O ex-ministro José Dirceu virou réu em mais uma ação penal oriunda da Operação Lava Jato. Ele já foi condenado duas vezes por crimes como corrupção e lavagem de dinheiro. Somadas, as penas chegam a 41 anos de prisão.

Na terça-feira (20), o juiz federal Sérgio Moro – responsável pelos processos da Lava Jato na primeira instância – aceitou a terceira denúncia contra o ex-ministro. Neste processo, José Dirceu é acusado de receber propina da Engevix e da UTC.

De acordo com a denúncia apresentada pelo Ministério Público Federal (MPF), as propinas eram em decorrência de acertos de corrupção envolvendo contratos da Petrobras, pela ascendência de José Dirceu sobre a Diretoria de Serviços da estatal.

No caso da Engevix, foram R$ 900 mil em pagamentos à Entrelinhas, empresa que prestou serviços de comunicação ao ex-ministro.

Já a UTC pagou R$ 1,5 milhão por supostos serviços de consultoria da empresa de José Dirceu, a JD Consultoria, mas sem nenhum serviço prestado.

Além de José Dirceu, viraram réus na ação o irmão dele Luiz Eduardo de Oliveira e Silva, o ex-executivo da UTC Walmir Pinheiro Santana, e o ex-executivo da Engevix Gerson Almada.

Denúncia contra Vaccari é rejeitada

Sérgio Moro rejeitou a denúncia contra o ex-tesoureiro do Partido dos Trabalhadores (PT) João Vaccari Neto.

O juiz entendeu que os fundamentos da denúncia eram os mesmos que o Tribunal Regional Federal da 4ª Região (TRF4) considerou insuficientes em outras ações, em que Vaccari acabou absolvido. Assim, Sérgio Moro disse respeitar o precedente da Corte.

Tramitação suspensa

Como todos os réus já foram condenados em outras ações, após receber a denúncia, Sérgio Moro suspendeu a tramitação deste processo por um ano, para resolver antes os casos em que ainda há réus sem nenhuma condenação.

Portanto, as audiências relacionadas à esta ação penal devem ser realizadas em 2019.

José Dirceu na Lava Jato

O ex-ministro foi preso pela Lava Jato em agosto de 2015, na 17ª fase da operação, batizada de “Pixuleco”.

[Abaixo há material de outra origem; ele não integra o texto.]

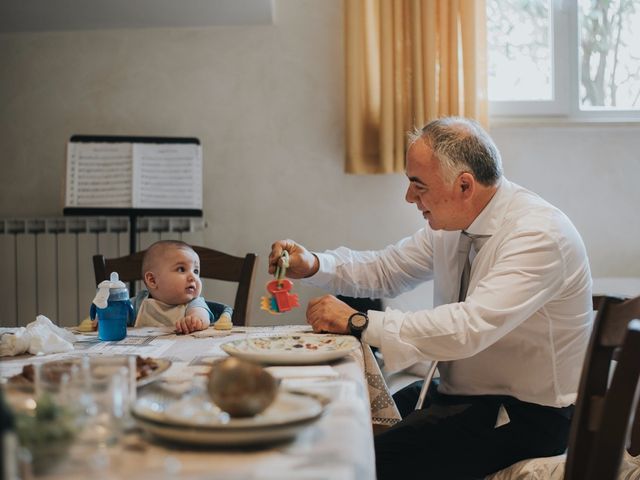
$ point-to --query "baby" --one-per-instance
(171, 273)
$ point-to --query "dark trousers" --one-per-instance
(454, 437)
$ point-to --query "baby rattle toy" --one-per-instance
(280, 300)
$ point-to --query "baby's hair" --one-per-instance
(159, 247)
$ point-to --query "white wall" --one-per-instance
(267, 103)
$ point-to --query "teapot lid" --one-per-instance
(105, 287)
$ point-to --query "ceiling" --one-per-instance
(53, 15)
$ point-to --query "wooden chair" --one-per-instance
(606, 401)
(213, 264)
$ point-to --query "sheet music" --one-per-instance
(134, 175)
(167, 176)
(99, 175)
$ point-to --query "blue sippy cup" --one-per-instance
(114, 309)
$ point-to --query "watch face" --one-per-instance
(358, 320)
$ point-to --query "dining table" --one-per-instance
(336, 445)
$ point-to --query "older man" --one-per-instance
(512, 290)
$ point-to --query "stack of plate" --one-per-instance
(194, 419)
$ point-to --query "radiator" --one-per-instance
(46, 265)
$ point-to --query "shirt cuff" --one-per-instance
(326, 270)
(373, 333)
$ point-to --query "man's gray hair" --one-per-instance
(462, 145)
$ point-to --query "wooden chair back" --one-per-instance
(606, 403)
(213, 264)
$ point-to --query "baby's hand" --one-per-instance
(189, 324)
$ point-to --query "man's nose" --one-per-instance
(410, 196)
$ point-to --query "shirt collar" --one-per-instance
(490, 218)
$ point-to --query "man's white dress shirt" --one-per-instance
(525, 323)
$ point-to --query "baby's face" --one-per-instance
(177, 277)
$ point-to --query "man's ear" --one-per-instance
(150, 280)
(466, 184)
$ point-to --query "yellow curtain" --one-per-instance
(409, 62)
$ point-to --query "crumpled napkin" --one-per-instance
(39, 337)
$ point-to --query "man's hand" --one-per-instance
(190, 323)
(328, 314)
(302, 263)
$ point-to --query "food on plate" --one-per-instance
(52, 372)
(223, 323)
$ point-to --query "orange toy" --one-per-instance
(280, 300)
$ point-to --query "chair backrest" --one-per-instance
(213, 264)
(606, 403)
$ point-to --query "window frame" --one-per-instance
(565, 102)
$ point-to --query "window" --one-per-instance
(572, 58)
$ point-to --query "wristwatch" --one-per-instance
(357, 323)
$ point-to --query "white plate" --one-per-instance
(195, 420)
(294, 349)
(103, 365)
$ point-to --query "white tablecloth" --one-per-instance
(338, 446)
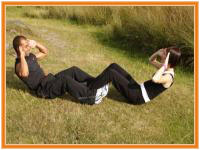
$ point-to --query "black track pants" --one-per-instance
(72, 80)
(121, 80)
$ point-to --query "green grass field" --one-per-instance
(168, 119)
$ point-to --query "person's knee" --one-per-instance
(113, 65)
(74, 68)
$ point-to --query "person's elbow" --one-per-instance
(45, 52)
(24, 74)
(156, 80)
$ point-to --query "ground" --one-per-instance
(168, 119)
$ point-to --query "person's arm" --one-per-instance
(159, 77)
(153, 59)
(43, 51)
(22, 67)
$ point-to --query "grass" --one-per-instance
(141, 28)
(168, 119)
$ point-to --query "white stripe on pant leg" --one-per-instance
(144, 93)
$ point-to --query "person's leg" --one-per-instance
(121, 71)
(61, 85)
(75, 73)
(110, 75)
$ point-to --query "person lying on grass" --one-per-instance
(72, 80)
(86, 88)
(141, 93)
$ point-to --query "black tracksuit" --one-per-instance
(72, 80)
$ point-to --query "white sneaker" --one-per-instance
(101, 93)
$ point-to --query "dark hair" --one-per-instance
(174, 56)
(16, 43)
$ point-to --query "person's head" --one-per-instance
(21, 41)
(174, 56)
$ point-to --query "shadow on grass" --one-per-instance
(12, 82)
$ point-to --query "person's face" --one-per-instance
(25, 46)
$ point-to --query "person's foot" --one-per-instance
(101, 93)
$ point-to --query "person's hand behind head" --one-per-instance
(32, 43)
(22, 53)
(163, 54)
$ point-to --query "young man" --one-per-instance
(72, 80)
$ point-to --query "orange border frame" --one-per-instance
(90, 3)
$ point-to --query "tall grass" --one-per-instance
(144, 28)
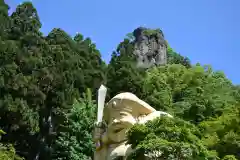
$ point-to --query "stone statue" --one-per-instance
(120, 114)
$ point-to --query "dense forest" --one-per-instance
(48, 87)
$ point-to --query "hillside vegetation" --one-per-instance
(48, 85)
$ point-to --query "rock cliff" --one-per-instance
(150, 47)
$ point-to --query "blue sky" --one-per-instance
(206, 31)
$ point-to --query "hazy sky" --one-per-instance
(206, 31)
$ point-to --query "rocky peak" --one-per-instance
(150, 47)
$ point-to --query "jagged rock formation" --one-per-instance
(150, 47)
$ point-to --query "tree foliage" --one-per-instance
(46, 115)
(167, 138)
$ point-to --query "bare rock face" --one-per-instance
(150, 47)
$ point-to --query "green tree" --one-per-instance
(7, 151)
(75, 142)
(193, 93)
(223, 133)
(168, 138)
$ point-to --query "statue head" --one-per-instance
(122, 112)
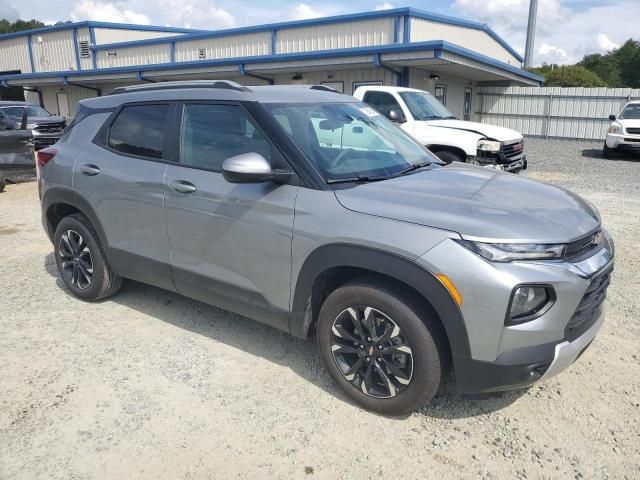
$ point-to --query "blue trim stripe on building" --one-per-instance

José Dirceu já havia sido condenado no processo do mensalão do PT por corrupção ativa. Ele cumpria, desde novembro de 2014, a pena de 7 anos e 11 meses em regime domiciliar.

Em maio do ano passado, Sérgio Moro determinou que o ex-minstro deixasse a prisão com tornozeleira eletrônica. Até então, José Dirceu estava preso no Complexo Médico-Penal em Pinhais, na Região Metropolitana de Curitiba.

Na primeira condenação em primeira instância pela Lava Jato, o ex-ministro foi sentenciado a 20 anos e 10 meses de prisão por corrupção passiva, lavagem de dinheiro e organização criminosa. O TRF4 confirmou essa condenação e aumentou a pena para 30 anos, 9 meses e 10 dias.

A segunda sentença de Sérgio Moro contra José Dirceu na Lava Jato é de março de 2017, com pena de 11 anos e três meses de reclusão pelos crimes de corrupção passiva e lavagem de dinheiro.